あの頃、何度か、法廷に足を運ぶ機会がありました。
離婚の件とか、DVの件とか、子供の養育費の件とか。アメリカだからでしょうか、色々と、事あるごとに、という感じでした。
そういう時でも、いつも出逢いってあるものですね。
その中でも、今でもとっても印象に残っている人がいます。
その人のお名前とかは忘れてしまったのですが、法廷内でガードをされている女性の職員さんだったと思います。
法廷が終わった時点で、静かに近寄り、私に話しかけてくれました。
話の内容は確かこんな感じです。
怖い思いをして大変だと思うけど、何かあったら相談に乗るので連絡くださいね。週末はルームメイトと映画を観たりパーティーをしたりしているので、よかったらいつでも遊びに来てください。
そして、ご自分のビジネスカードを渡してくれました。
私はその時、法廷ではたった一人で、身寄りも無いし、きっと凄ーく頼りない震えた1匹の小動物みたいな感じだったんじゃないでしょうか。もう、今すぐとって食べられる直前みたいな。

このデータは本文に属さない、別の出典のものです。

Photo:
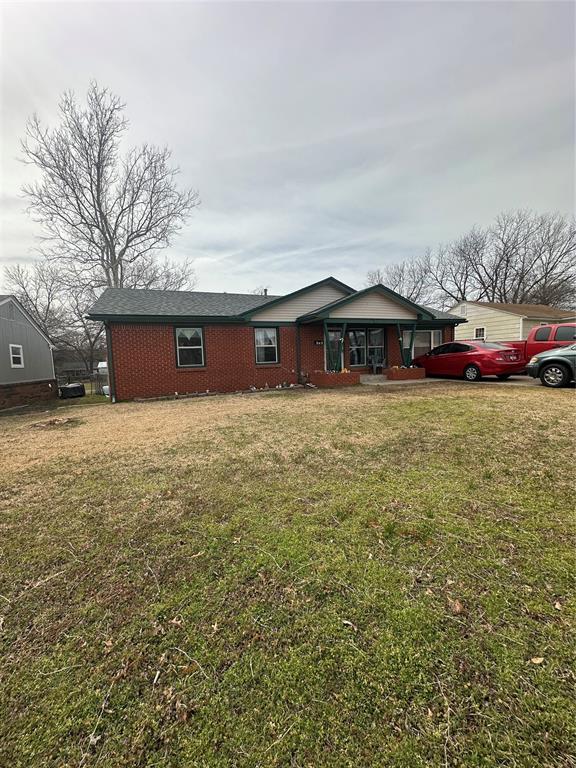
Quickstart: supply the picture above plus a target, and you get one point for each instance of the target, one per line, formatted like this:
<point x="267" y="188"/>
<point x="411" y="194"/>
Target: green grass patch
<point x="330" y="579"/>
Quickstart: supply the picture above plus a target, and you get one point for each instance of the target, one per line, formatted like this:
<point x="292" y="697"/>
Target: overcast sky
<point x="324" y="138"/>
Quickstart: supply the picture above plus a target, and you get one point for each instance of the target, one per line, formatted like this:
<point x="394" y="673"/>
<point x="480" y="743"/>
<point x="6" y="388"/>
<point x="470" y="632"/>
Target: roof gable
<point x="336" y="308"/>
<point x="9" y="298"/>
<point x="295" y="303"/>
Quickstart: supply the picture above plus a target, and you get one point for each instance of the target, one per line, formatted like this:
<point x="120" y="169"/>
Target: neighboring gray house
<point x="26" y="364"/>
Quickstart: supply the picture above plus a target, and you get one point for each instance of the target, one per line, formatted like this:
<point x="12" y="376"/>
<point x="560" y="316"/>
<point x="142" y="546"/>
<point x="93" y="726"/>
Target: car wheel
<point x="554" y="375"/>
<point x="472" y="373"/>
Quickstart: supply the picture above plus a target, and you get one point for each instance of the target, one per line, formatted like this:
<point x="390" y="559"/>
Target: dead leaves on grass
<point x="55" y="423"/>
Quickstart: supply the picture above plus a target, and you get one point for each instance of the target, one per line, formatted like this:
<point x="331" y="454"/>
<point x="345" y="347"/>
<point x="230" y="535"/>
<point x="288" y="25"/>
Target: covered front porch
<point x="372" y="332"/>
<point x="373" y="346"/>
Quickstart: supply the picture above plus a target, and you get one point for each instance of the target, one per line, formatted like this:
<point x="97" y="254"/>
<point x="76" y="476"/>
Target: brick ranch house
<point x="185" y="342"/>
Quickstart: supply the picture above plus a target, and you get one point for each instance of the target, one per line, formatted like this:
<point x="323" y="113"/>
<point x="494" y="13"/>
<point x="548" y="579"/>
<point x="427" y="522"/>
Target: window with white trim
<point x="16" y="356"/>
<point x="266" y="345"/>
<point x="189" y="347"/>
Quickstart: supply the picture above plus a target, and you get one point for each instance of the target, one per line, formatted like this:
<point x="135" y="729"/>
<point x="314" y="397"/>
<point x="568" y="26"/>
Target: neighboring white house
<point x="26" y="363"/>
<point x="491" y="321"/>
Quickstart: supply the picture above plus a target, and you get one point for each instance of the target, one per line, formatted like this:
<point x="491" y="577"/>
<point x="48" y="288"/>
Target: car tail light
<point x="509" y="357"/>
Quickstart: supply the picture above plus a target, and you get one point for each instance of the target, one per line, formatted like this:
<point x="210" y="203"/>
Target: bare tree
<point x="40" y="290"/>
<point x="102" y="211"/>
<point x="522" y="258"/>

そんな私を見て、「あなたは一人じゃないよ」と教えてくれようとしたんだと思います。私は、彼女からのメッセージをそう受け取りました。
そして、とっても心が温まりました。
私はその後、彼女に連絡を取ることも、また法廷で会うこともありませんでした。
正直なところ、電話で話すのは自信が無かったですし、何となくですが、自分の中で、電話をするのに正当な理由みたいなのが見つからなかったんだと思います。意地を張っていたのかもしれません。

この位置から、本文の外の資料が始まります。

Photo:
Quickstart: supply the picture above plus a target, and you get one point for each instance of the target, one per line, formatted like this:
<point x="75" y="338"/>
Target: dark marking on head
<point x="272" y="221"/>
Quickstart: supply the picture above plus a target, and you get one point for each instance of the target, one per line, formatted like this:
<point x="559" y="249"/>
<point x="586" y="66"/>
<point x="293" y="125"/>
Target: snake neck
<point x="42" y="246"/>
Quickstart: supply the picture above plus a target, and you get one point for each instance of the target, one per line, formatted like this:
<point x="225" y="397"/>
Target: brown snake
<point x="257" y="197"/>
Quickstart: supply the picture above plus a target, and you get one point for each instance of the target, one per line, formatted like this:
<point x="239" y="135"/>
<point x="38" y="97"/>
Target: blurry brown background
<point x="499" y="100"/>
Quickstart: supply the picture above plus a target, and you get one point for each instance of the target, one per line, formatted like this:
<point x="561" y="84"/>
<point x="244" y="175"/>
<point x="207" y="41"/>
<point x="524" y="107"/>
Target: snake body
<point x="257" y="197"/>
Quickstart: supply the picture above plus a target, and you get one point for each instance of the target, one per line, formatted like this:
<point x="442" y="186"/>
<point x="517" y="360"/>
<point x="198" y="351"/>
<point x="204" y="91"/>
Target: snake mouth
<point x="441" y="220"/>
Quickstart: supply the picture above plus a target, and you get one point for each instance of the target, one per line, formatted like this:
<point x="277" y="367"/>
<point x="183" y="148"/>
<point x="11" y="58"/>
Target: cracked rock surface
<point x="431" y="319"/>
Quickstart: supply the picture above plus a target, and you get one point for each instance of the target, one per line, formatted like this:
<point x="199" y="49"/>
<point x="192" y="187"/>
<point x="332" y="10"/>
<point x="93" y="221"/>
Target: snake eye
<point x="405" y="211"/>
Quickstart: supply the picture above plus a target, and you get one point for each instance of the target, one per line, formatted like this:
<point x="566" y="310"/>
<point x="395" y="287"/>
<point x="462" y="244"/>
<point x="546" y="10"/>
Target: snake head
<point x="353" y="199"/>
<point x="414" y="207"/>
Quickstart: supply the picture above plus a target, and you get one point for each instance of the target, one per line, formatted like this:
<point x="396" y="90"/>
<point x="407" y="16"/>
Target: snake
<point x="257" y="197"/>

でもあの時の、お腹の底の方からジワジワとあったまってくる感じ、よく覚えています。あの時の優しい声掛け。どれだけ嬉しかったことか。
私、あの時のこと、今でも時々思い出しては、強く思うことがあります。
私も、ああやって声を掛けられる人でありたい。
一瞬でも、誰かの心を支えてあげられる人になりたい。
もうお名前も覚えていないし、ビジネスカードも見つからないです。でも、彼女とのあのエピソードは、ずっと私の中に残ります。思い出の中に、それから、私の心の教科書の中に。